Well, in case of Babylon certainly not. They were just one of many cities that were founded just as you described above. Babylon is not even close to being the oldest city there, that honor probably goes to Uruk and Nippur, according to Marc Van De Mierop, "A History of the Ancient Near East", Blackwell Publishing, Second Edition, 2007. Babylon just happens to be the capital city of Hammurabi, who was one of the most successfull warlords of that region and time and unified a large area through conquest and betrayal of his former allies.
But in case of, for example, the Greeks the answer is "Yes, yes it was." The Greeks founded cities all over the Mediterranean, just like Civ represents it. Since the Greeks are at the root of the European flavor of civilization and Civ is an eurocentric game (meant as a neutral observation), the settler mechanic has historical significance. Some millenia before 1492 AD.
There are other inaccuracies that I personally find much more off, just two points off the top of my head:
1. Civ is extremely dependent on land. The more land you have, the more population you can sustain, the more shields and trade you get, and the more powerful you get. While this is a very good and very satisfying game mechanic, it is also highly unrealistic. In reality, for the majority of countries, the majority of economy, industry, wealth, population and any other aspects that contribute to their power are concentrated on a small percentage of their territory. If you wanted to simulate this in a civ game, you had to make most cities of a civ comparably poor in most aspects, and a very few cities big super cities. Especially in Civ3 however, you can and probably will distribute your power fairly even throughout your empire, with little exceptions like stronger super science cities or weaker edge cities in unhospitable terrain.
Look at the sizes of the countries who participated in WW1 or WW2. In Wikipeadia there are very nice color-coded maps. Basically, the whole world is colored in one color, the color of the allies or Entente, and tiny flecks of land are colored differently, axis or middle powers. Now, you could say "No wonder they lost the war, as small as they were", but that misses the point completely. In fact especially Germany was very powerful in relation for their small territory (in comparison to the USSR, the French and British World empires, or the US). That worked, because in reality, other than in Civ, territory is not a prime requisite for power. High industrialization, high technology level, excellent infrastructure, a tedious workforce and national hybris are.
2. Cities are all self-sustaining on food. This is again a very good and satisfying game mechanic, but, again, highly unrealistic. Even in the antiquity food was shipped long distances. Athens gained their grain from the Black Sea coast, Rome from their colony "Africa" (today Tunesia), later from Egypt. Today, food is traded on the world market and large shipments of food will be shipped around half the globe.
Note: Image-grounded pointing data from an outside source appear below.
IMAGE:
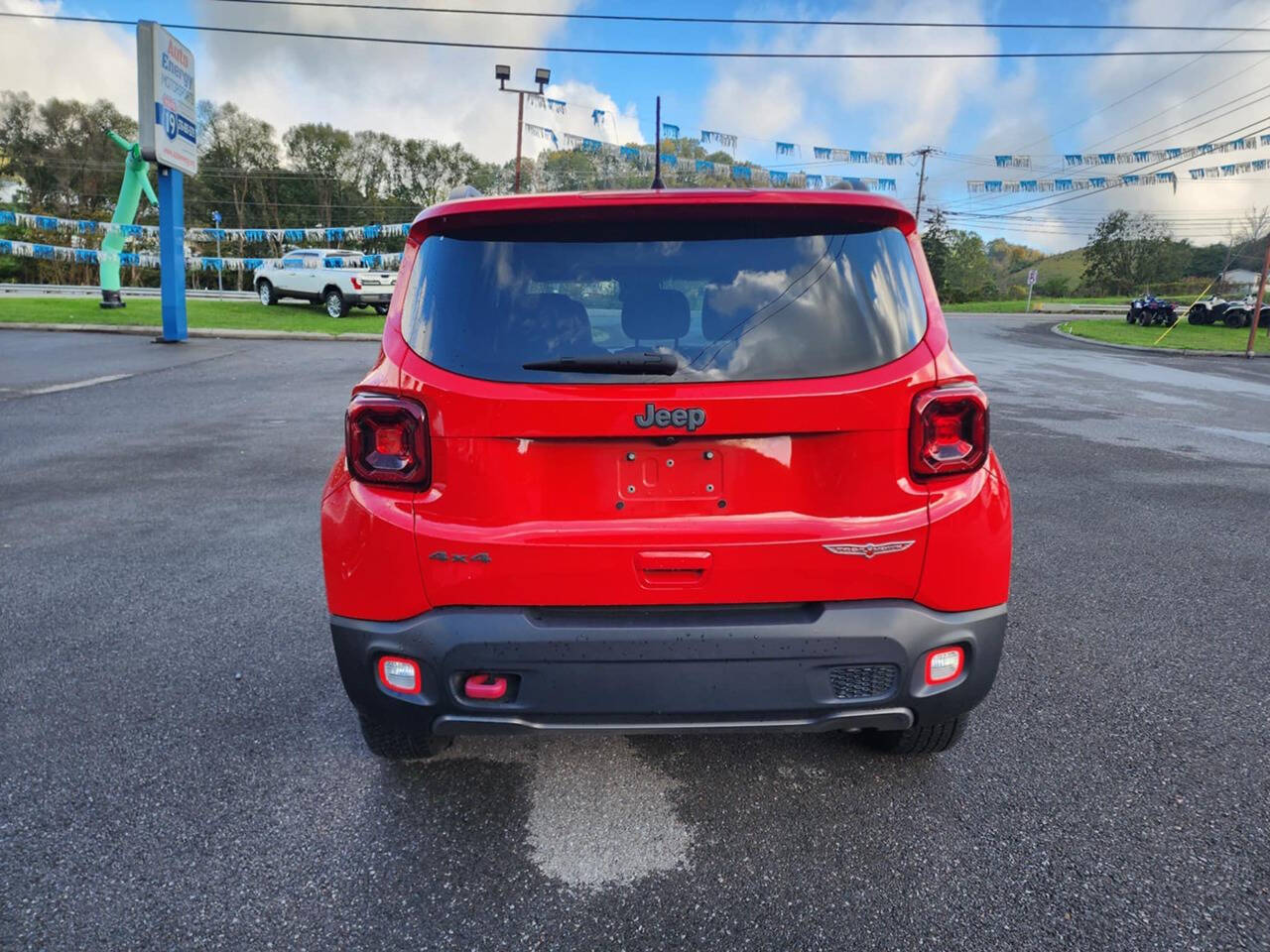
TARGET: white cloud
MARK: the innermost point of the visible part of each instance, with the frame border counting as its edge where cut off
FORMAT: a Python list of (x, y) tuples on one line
[(50, 59), (619, 126), (409, 91), (420, 91)]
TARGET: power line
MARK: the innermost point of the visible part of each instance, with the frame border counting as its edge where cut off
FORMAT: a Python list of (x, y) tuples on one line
[(672, 54), (752, 21)]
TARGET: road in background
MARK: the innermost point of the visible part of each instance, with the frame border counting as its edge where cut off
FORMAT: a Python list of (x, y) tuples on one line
[(181, 769)]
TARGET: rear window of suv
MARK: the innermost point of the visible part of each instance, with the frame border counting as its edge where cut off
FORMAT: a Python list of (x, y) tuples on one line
[(724, 307)]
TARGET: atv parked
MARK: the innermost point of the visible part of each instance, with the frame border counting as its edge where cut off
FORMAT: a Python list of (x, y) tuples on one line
[(1152, 309), (1206, 311), (1238, 313)]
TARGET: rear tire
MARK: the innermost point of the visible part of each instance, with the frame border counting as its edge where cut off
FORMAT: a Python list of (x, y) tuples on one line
[(335, 303), (920, 739), (395, 744)]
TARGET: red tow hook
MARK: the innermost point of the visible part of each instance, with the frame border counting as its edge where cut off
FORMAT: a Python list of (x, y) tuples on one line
[(485, 687)]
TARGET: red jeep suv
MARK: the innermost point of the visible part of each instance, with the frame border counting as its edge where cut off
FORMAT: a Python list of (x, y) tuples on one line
[(666, 461)]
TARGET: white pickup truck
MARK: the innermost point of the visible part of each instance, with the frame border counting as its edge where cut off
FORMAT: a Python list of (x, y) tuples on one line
[(320, 275)]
What vxma said is absolutely correct. That is also the reason I would not introduce Civ in school, except perhaps for certain scenarios or under the premise to look at what Civ does and to contrast it with reality.
I also heartily agree with Buttercup in all points, especially the lack of internal struggle. Rhye's and Fall (for Civ4) has a nice idea about stability, which is, however, a bit too random for my taste, but is going into the right direction.
One last point, about population: The FIRST population point of a city represents 10,000. They then increase. And no, a Swordman unit does certainly not represent 10,000 people for a grand total of 300,000 men for 30 Swordmen in an ancient army. Firstly, the game does not suggest any of this: A city does not shrink in size if you build a Swordman unit, so they certainly do not recruit a full population point. Secondly, these gigantic numbers have no base in reality. Ancient armies seldom had more than some tens of thousand soldiers. Which is still a gigantic mass of people regarding the much smaller world population and lower technology regarding logistics (like food you have to grow and carry around!). And don't take numbers from historical texts too literally: Historians will tell you that exaggerating the size of armies was a kind of art for historical historians.